The most important thing to remember as you navigate the uncertain waters of your new role as caregiver is to maintain your sense of self – and not get lost in the shuffle or chaos that may at times accompany living with someone that is chronically ill.
- Don’t expect perfection or to know everything. Allow room for errors- taking care of someone else it’s a learning curve just like being a new mom. Make sure to pace yourself. Be open to the experience even if you are not naturally inclined to being a caregiver. Remember, “All roads lead to Rome,” meaning there are many ways to accomplish the same goal. Find what works for you and embrace it.
- Find value in your new role. Don’t look upon the experience as an obligation. This is a sure way to fail. It’s all about the attitude. We may not be able t change our situation but we can certainly do a lot about how we tackle the challenge. Remember, to use your own brand of pizzazz to make caregiving your own forte. You have lots of talents and skills put them to good use. For instance, when I took care my grandma I could manage her medications best being a doctor and coordinate for her special needs to be filled by working with other ancillary health staff.

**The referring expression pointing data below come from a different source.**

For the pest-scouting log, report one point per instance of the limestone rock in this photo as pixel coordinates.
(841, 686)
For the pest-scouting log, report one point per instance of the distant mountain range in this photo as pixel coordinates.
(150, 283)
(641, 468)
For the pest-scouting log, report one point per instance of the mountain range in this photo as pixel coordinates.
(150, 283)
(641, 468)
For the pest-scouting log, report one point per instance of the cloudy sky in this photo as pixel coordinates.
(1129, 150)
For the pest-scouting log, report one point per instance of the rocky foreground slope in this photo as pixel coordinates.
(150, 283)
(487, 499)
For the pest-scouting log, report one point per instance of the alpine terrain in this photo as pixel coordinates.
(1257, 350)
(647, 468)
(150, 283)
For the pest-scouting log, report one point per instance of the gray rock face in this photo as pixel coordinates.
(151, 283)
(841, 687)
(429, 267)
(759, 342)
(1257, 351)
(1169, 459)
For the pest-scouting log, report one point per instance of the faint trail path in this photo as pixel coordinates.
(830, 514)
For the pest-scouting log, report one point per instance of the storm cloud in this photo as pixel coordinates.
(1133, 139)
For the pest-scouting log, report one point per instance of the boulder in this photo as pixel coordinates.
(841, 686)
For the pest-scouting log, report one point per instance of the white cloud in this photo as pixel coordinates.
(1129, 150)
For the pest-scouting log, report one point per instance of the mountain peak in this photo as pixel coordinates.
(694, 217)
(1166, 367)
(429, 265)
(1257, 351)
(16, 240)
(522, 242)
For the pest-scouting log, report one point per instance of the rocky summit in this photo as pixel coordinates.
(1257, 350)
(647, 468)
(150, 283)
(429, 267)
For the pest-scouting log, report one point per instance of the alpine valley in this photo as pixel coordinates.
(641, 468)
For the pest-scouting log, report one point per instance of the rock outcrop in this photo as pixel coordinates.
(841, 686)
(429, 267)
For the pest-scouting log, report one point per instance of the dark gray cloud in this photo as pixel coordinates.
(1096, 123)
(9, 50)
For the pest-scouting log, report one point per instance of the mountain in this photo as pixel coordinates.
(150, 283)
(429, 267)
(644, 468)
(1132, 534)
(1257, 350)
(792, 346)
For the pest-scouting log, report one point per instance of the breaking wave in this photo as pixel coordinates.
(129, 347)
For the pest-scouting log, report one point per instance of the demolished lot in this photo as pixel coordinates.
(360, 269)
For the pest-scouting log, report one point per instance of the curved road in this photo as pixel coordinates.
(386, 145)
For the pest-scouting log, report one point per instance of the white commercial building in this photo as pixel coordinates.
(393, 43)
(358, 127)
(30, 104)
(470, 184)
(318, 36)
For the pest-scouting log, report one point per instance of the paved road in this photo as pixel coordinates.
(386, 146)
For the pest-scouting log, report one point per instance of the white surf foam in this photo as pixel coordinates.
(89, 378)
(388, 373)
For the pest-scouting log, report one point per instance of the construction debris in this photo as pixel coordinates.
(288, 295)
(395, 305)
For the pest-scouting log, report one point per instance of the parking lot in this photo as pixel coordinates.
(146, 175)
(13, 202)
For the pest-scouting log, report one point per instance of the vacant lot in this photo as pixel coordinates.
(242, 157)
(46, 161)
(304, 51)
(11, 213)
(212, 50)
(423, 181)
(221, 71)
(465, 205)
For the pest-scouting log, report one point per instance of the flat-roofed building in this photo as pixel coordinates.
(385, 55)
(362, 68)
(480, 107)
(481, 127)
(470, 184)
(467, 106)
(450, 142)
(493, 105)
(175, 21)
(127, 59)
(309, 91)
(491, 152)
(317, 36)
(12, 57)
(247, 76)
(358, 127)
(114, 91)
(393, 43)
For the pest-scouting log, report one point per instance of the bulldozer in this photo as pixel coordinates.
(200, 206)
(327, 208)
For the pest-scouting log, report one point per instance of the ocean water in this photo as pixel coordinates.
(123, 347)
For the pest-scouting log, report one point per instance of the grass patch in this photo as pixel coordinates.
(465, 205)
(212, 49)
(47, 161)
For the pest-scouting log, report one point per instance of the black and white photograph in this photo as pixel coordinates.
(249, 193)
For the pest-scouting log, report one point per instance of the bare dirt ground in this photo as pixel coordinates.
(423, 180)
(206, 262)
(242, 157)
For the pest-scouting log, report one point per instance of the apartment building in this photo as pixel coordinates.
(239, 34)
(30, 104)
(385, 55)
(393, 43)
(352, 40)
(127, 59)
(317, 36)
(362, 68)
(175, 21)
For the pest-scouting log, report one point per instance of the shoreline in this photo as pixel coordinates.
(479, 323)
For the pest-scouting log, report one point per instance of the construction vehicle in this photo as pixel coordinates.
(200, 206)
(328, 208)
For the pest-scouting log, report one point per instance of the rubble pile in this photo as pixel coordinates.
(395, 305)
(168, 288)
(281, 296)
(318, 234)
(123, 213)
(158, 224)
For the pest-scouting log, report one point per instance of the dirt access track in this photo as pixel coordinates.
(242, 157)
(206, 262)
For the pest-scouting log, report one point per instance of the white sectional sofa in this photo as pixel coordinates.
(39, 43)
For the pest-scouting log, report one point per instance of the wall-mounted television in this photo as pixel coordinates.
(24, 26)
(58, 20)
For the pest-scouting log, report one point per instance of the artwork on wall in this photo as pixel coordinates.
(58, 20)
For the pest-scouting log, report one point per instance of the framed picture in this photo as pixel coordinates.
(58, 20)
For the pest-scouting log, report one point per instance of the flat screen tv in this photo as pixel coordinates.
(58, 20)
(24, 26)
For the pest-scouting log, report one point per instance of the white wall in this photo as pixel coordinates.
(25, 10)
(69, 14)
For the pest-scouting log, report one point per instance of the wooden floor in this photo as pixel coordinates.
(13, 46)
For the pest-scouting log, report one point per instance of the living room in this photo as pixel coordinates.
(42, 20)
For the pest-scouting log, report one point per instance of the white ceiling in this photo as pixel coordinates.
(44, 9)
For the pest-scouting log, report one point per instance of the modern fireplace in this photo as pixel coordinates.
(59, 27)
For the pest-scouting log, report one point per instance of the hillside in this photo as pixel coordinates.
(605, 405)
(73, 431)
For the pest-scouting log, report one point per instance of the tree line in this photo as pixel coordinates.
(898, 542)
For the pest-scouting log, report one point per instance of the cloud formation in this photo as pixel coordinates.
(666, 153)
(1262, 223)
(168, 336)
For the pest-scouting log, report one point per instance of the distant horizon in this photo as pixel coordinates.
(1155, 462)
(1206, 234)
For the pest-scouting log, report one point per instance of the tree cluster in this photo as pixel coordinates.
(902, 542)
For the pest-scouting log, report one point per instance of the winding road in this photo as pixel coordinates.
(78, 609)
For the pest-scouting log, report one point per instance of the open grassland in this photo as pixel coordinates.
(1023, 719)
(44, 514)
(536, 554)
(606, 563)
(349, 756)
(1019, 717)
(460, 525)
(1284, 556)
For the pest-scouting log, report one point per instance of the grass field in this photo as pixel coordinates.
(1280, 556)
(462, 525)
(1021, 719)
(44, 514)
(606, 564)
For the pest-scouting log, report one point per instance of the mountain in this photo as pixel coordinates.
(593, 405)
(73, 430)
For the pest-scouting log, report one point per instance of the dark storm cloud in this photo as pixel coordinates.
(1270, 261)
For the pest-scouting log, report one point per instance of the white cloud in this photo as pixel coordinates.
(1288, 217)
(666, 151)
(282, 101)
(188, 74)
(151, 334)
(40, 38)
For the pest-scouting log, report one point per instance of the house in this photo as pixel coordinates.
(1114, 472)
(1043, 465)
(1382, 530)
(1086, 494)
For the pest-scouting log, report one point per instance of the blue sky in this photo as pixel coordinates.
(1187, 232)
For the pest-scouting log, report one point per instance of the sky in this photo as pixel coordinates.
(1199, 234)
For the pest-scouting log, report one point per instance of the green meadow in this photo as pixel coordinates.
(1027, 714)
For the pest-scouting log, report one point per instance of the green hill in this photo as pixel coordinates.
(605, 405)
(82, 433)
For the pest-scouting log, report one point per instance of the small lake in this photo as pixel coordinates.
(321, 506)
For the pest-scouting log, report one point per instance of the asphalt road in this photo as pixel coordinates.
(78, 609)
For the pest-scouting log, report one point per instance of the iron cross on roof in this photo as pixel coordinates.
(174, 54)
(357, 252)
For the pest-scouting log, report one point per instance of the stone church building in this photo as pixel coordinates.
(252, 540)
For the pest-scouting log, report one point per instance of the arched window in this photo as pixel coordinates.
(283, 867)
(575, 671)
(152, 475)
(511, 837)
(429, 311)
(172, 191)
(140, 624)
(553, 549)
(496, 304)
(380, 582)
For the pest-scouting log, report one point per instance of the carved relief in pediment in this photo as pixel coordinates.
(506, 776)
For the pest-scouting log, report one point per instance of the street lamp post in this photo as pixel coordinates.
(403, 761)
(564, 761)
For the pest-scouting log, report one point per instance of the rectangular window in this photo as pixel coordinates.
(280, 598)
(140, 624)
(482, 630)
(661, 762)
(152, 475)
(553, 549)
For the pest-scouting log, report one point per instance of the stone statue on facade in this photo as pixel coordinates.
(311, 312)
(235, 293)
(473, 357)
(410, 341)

- Don’t go at it alone. No one is an island. Make sure to ask for help from your health staff, social workers, religious leader, friends. Try to connect with others undergoing similar situations to avoid isolation- attend support groups. There are many organizations that can help. Parkinson’s team, pdf.org, caregiveraction.org to name a few.
- Don’t forget to smile and be yourself. Smiling decreases stress levels and attracts others to you. Draw on your past experience as a source of strength along with prayer and faith. Look this as a new opportunity for you to grow and develop as an individual. Don’t stop dreaming and making plans for the future. Even if the situation you are in now is not what you would have chosen, taking the new role wholeheartedly with reckless abandonment can prove to be a rewarding experience with lessons that will last a life time that can be passed on to younger generations. See this as an opportunity to get closer to the one you love.
- Most importantly, keep in mind that this too shall pass!!! Enjoy your loved one while you have the chance often times they leave us too soon.
3 thoughts on “When Roles Change-By Dr. De Leon”
Such sage advise Maria – thank you! I think a lot of care-givers (like me) fall into the role rather haphazardly. As it’s such a ‘busy’ disease, there’s really no time for orderly reflection. Of course, if I had known what was to come, I’d be a lot less chaotic, but there it is!
Thank you Lisa for sharing your experience with us. May God continue to give you courage for the road ahead.
And to you, brave and beautiful Lady!